# Ingest Tweets using Twitter API, Kafka and Python

## Import Libraries

In [None]:
import tweepy
import time
from kafka import KafkaConsumer, KafkaProducer
from tweepy.streaming import StreamListener
from tweepy import OAuthHandler
from tweepy import Stream

### Twitter API Setup 
getting the API object using authorization information from twitter developer website

In [None]:
# twitter setup
access_token = ""
access_token_secret = ""
consumer_key = ""
consumer_secret = ""

# create the authentication object
auth = tweepy.OAuthHandler(consumer_key, consumer_secret)

# set the access token and secret
auth.set_access_token(access_token, access_token_secret)

# create the API object by passing in auth information
api = tweepy.API(auth)

In [None]:
class StdOutListener(StreamListener):
    def on_data(self, data):
        producer.send_messages("tweets-data", data.encode('utf-8'))
        print (data)
        return True
    def on_error(self, status):
        print (status)

producer = KafkaProducer(bootstrap_servers=['localhost:9092'],api_version=(0,10))
topic_name = 'tweets-data'
l = StdOutListener()
auth = OAuthHandler(consumer_key, consumer_secret)
auth.set_access_token(access_token, access_token_secret)
stream = Stream(auth, l)

A helper function normalize_timestamp to normalize the time a tweet was created with the time of my system

In [None]:
from datetime import datetime, timedelta

def normalize_timestamp(time):
    mytime = datetime.strptime(time, "%Y-%m-%d %H:%M:%S")
    mytime -= timedelta(hours=5)   # the tweets are timestamped in GMT timezone, while I am in -5 timezone
    return (mytime.strftime("%Y-%m-%d %H:%M:%S")) 
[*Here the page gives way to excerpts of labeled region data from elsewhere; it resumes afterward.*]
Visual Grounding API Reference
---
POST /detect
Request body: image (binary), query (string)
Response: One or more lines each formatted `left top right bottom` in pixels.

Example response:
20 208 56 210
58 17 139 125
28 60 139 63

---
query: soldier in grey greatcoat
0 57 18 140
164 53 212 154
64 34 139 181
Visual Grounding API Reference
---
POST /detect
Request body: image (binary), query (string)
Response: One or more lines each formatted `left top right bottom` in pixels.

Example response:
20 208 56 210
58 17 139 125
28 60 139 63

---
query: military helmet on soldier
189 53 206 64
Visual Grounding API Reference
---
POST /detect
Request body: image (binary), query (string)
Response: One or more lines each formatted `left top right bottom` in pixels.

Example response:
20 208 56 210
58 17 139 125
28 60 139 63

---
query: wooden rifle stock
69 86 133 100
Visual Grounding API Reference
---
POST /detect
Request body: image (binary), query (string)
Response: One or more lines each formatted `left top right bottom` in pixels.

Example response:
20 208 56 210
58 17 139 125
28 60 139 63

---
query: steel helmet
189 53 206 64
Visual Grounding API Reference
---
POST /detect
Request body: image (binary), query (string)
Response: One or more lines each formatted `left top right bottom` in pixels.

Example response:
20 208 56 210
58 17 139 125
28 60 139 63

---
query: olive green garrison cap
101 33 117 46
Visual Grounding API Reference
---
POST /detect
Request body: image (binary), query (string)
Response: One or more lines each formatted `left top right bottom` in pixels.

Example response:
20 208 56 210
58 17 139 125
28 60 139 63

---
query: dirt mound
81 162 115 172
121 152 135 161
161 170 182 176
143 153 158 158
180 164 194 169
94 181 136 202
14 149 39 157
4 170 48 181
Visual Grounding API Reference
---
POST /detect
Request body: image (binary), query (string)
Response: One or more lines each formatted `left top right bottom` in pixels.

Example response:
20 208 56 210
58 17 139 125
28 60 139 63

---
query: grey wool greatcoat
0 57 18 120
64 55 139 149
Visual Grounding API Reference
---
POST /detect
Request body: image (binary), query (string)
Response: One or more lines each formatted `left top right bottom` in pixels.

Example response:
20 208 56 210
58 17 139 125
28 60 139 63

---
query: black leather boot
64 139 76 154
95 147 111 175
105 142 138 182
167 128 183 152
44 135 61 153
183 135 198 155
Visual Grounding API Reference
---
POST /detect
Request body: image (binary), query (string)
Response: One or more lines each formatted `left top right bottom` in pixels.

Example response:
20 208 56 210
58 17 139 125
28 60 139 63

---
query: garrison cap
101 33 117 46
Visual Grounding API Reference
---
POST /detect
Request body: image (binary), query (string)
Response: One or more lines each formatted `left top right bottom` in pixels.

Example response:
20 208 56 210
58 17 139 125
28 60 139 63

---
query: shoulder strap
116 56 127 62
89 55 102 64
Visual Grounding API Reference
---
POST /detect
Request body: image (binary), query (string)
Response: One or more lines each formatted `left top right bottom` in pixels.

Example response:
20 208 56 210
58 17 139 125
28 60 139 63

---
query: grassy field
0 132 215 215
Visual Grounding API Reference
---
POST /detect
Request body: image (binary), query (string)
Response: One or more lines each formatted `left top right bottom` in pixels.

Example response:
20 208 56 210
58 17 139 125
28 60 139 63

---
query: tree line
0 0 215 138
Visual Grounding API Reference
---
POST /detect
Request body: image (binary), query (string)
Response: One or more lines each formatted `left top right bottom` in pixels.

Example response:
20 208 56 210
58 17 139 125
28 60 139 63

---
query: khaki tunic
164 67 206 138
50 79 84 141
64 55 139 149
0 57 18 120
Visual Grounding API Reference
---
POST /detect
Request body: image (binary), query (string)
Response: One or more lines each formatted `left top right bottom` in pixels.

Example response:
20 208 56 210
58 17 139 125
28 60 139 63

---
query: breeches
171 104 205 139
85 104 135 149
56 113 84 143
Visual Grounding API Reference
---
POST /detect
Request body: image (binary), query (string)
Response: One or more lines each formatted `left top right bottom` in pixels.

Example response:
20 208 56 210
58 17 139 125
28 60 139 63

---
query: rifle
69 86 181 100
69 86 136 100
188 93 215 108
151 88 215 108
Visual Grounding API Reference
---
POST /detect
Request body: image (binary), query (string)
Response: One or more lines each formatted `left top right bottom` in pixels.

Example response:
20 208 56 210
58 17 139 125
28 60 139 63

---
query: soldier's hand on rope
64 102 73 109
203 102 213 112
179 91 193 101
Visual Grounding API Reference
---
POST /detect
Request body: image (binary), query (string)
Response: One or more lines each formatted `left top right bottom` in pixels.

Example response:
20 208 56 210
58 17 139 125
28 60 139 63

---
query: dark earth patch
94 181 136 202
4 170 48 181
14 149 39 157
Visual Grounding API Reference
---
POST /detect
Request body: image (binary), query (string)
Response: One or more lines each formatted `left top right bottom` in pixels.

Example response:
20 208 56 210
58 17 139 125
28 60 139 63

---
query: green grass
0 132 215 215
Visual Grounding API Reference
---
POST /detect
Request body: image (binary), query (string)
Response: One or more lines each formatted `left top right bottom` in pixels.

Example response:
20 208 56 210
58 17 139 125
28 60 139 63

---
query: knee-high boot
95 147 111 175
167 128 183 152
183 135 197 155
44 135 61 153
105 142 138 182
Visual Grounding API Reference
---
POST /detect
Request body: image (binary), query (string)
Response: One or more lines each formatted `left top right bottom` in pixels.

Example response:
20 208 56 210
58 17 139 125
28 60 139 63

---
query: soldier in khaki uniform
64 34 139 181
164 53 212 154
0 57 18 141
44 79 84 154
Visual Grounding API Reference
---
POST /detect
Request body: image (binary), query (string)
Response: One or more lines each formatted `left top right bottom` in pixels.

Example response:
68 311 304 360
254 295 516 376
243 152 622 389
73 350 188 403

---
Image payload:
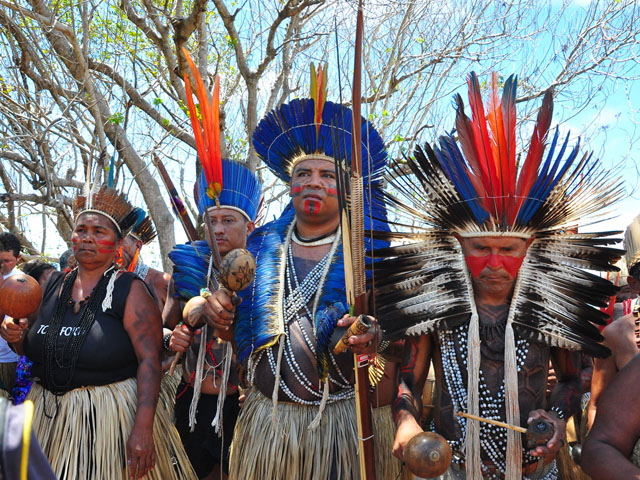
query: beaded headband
73 185 138 237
### Define the Kafka producer
specify the Kafka Broker

specify the topic name

In [None]:
producer = KafkaProducer(bootstrap_servers=['localhost:9092'],api_version=(0,10))
topic_name = 'tweets-data'

### Produce and send records to the Kafka Broker
querying the Twitter API Object

extracting relevant information from the response

formatting and sending the data to proper topic on the Kafka Broker

resulting tweets have following attributes:
id,
text,
created_at,
followers_count,
location,
favorite_count,
retweet_count

In [None]:
def get_twitter_data():
    res = api.search("the")
    for i in res:
        record = ''
        record += str(i.user.id_str)
        record += ';'
        record += str(i.text)
        record += ';'
        record += str(normalize_timestamp(str(i.created_at)))
        record += ';'
        record += str(i.user.followers_count)
        record += ';'
        record += str(i.user.location)
        record += ';'
        record += str(i.favorite_count)
        record += ';'
        record += str(i.retweet_count)
        record += ';'
        producer.send(topic_name, str.encode(record))

In [None]:
get_twitter_data()

### Deployment
perform the task every couple of minutes and wait in between

In [None]:
def periodic_work(interval):
    while True:
        get_twitter_data()
        #interval should be an integer, the number of seconds to wait
        time.sleep(interval)

In [None]:
periodic_work(60*0.1)  # get data every couple of minutes